Swiss biotechnology firm Serono has agreed to pay the U.S. government $704 million to resolve criminal and civil charges that it illegally promoted the sale of Serostim, a growth hormone used to treat profound weight loss in AIDS patients.

Serono, which took a $725 million charge against earnings in April in anticipation of fines and costs to cover its guilty plea, says in a statement that “we are pleased to put the matter behind us.” The firm’s U.S. general counsel, Thomas G. Gunning, asserts that Serono “takes compliance issues very seriously.” In the firm’s defense, he says that “the activities described in the settlement were confined to one unit in our U.S. operations and cover a brief period in our history.”
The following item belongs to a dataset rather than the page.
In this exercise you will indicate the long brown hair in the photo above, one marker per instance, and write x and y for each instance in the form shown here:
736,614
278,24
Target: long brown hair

According to the U.S. Department of Justice, Serono’s drug was approved in 1996. At the same time, protease inhibitors, used in combination in an AIDS drug cocktail, came on the market and dramatically reduced the incidence of the weight-loss condition known as AIDS wasting.

As demand for Serostim slipped, Serono and a partner introduced what Justice calls “an unapproved bioelectrical-impedence software package” to calculate body cell mass and artificially increase a diagnosis of AIDS wasting—along with Sero-stim sales.

In addition, Justice charges that Serono induced physicians to write new prescriptions for Serostim in exchange for an all-expense-paid trip to a medical conference in Cannes, France. Serostim cost $21,000 per treatment course. In all, the Justice Department says, Serono garnered more than $90 million in profits from the illegal schemes.